Pennsylvania_State_Capitol_Senate_Chamber
Pennsylvania State Capitol Senate Chamber
RUHRFISCH/ WIKIMEDIA COMMONS

The Pennsylvania Senate is hiding detailed explanations about its expenses from officials’ records under public record requests.

It was reported they are allegedly hiding information about how they spend taxpayer’s money.

Spotlight PA reports that before handing over the documents, Senate officials edited out explanations, making it looks like they never existed. It was reported that officials did not disclose the removal of information.

It was reported that lawyers who specialize in public records said that public officials are not allowed to erase parts of public records. However, officials need to clarify why they chose not to release certain bits of information in public records.

“You can’t just delete things from public records,” Terry Mutchler, the first director of the state’s Office of Open Records and a prominent First Amendment lawyer, told Spotlight PA.

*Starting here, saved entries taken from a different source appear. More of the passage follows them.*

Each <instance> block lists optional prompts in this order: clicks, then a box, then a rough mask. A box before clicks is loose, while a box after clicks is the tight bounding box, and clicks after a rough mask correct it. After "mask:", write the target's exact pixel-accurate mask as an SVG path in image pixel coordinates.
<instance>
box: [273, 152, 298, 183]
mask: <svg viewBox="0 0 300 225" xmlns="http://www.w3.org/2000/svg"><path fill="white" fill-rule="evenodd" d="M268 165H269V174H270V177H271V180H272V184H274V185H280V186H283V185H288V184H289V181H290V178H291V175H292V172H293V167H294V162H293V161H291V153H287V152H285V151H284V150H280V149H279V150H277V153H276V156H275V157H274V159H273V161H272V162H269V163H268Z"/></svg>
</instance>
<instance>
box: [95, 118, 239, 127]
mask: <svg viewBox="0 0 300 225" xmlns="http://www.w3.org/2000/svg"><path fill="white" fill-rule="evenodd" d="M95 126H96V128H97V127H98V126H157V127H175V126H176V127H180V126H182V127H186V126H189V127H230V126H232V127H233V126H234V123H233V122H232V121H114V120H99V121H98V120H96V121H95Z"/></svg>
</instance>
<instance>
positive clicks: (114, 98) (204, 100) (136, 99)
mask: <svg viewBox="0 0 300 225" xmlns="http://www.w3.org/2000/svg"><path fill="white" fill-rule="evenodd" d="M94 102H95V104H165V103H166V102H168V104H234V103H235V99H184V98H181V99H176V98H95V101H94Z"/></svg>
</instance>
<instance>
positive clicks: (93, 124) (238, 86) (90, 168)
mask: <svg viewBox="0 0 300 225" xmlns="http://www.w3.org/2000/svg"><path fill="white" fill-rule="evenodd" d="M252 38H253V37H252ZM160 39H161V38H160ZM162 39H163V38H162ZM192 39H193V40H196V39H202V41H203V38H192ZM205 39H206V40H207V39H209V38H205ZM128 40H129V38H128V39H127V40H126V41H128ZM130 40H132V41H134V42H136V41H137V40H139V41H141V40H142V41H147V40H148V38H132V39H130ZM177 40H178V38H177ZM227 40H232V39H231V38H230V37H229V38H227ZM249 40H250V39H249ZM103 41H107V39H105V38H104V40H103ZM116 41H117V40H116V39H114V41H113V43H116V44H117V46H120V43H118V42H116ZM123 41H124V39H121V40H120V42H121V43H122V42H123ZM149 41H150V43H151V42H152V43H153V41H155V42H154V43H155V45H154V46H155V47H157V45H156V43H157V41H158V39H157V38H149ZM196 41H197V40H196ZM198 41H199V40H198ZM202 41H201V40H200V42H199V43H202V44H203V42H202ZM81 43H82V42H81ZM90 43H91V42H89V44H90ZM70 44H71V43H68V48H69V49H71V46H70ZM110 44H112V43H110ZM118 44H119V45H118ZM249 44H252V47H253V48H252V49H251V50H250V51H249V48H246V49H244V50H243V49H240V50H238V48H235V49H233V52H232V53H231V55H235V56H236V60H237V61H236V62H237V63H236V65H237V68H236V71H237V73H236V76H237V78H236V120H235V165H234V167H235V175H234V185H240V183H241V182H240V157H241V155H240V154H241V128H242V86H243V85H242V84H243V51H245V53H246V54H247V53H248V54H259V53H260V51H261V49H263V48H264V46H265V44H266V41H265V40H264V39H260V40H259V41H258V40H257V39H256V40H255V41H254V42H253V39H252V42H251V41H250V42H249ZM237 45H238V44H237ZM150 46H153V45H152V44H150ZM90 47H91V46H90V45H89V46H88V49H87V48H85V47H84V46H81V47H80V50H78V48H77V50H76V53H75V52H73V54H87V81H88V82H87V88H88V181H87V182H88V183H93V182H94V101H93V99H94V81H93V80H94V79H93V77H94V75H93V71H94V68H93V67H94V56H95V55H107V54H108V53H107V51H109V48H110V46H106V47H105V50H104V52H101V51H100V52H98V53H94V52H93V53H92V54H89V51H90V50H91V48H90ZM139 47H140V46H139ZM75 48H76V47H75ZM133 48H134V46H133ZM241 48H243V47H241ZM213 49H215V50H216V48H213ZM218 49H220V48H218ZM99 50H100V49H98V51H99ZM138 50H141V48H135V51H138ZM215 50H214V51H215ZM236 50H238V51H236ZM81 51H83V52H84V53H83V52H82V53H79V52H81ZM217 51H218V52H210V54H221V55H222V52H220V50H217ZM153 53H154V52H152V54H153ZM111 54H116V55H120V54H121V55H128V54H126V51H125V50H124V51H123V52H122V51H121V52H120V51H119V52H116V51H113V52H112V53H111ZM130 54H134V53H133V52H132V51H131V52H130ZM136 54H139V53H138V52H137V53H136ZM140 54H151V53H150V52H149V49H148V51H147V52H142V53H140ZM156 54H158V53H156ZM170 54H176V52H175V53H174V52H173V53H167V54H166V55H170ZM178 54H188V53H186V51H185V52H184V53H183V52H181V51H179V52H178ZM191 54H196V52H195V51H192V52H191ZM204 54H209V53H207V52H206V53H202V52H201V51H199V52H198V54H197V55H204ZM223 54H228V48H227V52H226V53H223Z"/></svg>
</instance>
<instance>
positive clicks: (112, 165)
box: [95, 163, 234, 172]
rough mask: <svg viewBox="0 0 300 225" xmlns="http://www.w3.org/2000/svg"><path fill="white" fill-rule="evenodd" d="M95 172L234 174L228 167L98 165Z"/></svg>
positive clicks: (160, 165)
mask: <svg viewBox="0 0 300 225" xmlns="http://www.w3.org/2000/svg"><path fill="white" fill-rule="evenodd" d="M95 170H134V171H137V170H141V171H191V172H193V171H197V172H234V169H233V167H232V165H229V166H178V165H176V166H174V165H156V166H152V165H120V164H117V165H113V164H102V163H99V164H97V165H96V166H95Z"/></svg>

Mutchler added, “It is absolutely flabbergasting. It’s a new level of anti-transparency. We are now in the anti-transparency Olympics.”

Spotlight PA reports that records were requested to document what precisely the legislature spends its $360 million in taxpayer dollars on.

Pennsylvania’s open records law requires government officials to search records, relevant to requests. It was reported that laws exempt certain records, which allows government agencies to redact or block out certain areas of the documents.

However, it was reported that the law doesn’t allow agencies to do that without disclosing it.

Spotlight PA says information deleted from Senate documents include: travel, meetings, conferences and other outings that senators and their staffers went on.

Senate officials said that blacking out these details was a “legislative privilege,” and that disclosure of these items to the public was not mandatory by law. However, Spotlight PA found officials were sometimes erasing information, instead of redacting it.

Spotlight PA requested access to the databases used to track spending but were denied. Officials stated that they are not required to give the public access to records or data that would “subject them to alteration or manipulation.”

Melissa Melewsky, media law counsel for the Pennsylvania NewsMedia Association, told Spotlight PA that, “If they are going to withhold information from a public record, they have to justify it — not just erase it.”

An example of this reported by Spotlight PA was a staffer’s $27.27 lunch charge on Aug. 2018. This was described as “Legislative meals, Lunch, Bellefonte, to attend the [REDACTED].” However on updated documents this same item was listed only as “Legislative meals,” showing a clear example of document deletions.